24:43 SG: To that, all this information, basically now we have a better view of the queue that's building up and we made the processing around it more efficient, then we add this information and hit the network stack through message flags on top of our send operations to have the network act more efficiently. So, for example, if we know that we're going to send a piece of data to the network and we know that we have a queue building up behind us, we'll indicate it with message more. So, we'll hint the stack that it needs to wait for more data and not necessarily go ahead and send it together, it has an opportunity to batch. But if this is the last piece of data in the queue that we're going to send and we don't know of anything that's building up behind it as well, so we actually turn on message end of record to indicate to the stack that whatever it has built up, it should go ahead and just now send it.
25:53 SG: And the last one, is a work by a team in Cornell University that built an I/O scheduler that is optimized for this sort of TCP stream batching workload and optimizing for bandwidth and latency.

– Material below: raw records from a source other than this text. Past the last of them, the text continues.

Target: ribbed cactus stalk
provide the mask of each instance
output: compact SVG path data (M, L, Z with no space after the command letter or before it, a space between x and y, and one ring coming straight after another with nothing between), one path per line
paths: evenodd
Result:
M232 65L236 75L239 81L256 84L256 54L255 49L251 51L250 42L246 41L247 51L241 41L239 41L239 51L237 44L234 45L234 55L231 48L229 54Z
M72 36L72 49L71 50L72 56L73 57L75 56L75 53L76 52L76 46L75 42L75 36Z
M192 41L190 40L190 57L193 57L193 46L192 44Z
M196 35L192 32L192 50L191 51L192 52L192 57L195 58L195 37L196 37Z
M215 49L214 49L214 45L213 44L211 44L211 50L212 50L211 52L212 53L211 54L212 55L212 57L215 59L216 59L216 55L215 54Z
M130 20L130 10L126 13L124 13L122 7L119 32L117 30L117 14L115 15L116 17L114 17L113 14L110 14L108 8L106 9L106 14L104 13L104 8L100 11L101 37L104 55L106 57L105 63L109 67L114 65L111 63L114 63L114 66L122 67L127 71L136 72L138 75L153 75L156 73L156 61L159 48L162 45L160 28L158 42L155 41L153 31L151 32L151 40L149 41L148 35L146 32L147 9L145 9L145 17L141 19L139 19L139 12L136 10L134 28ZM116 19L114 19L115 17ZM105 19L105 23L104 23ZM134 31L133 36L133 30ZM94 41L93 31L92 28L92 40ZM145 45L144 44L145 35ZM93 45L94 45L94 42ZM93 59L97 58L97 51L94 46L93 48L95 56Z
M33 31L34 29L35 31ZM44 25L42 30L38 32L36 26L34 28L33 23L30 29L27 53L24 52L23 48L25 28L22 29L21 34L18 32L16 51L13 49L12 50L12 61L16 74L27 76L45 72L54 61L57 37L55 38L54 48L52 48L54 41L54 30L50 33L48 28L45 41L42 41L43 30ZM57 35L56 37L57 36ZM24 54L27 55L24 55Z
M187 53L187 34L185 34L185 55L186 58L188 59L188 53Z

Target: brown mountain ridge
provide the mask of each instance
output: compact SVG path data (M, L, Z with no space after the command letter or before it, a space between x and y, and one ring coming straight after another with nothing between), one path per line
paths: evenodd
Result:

You can find that in the i10 paper that is available through a link, or you can just search for "i10 Cornell."
This I/O scheduler is on its way upstream and will be submitted soon. A couple of benchmark results that the Cornell team has done, we can see here on the left-hand side, this is just standard, or the upstream NVMe/TCP without the i10 I/O scheduler and the optimization. We see the 4K read IOPS that it can achieve, we see here that latency is around 100 microseconds, and once we get into 145 or just under 150, latency just starts spiking up because we don't have any more efficiency and just latency starts accumulating, we sort of hit a wall. And with i10, there is some sacrifice, small sacrifice to latency in low QDAP, but in higher QDAPs, we can see that we can push over 200K IOPS or almost 225K IOPS until we hit this wall that latency just starts increasing. So, what it shows us, that there is, first of all, higher throughput, that's for a single thread. Higher throughput and higher IOPS, and also the latency stays pretty constant.
28:01 SG: On the right-hand side, we can just see the throughput, we have 16 cores against the RAM device. We have 16 cores and we see that overall, the throughput in all request sizes until it almost saturates the NIC, is improved with i10, and that should suggest to us that basically batching and batch processing is helpful specifically when we talk about a stream-based application, which NVMe/TCP actually is. Okay. So, we're on a recording, so we don't have any questions, so thank you for listening.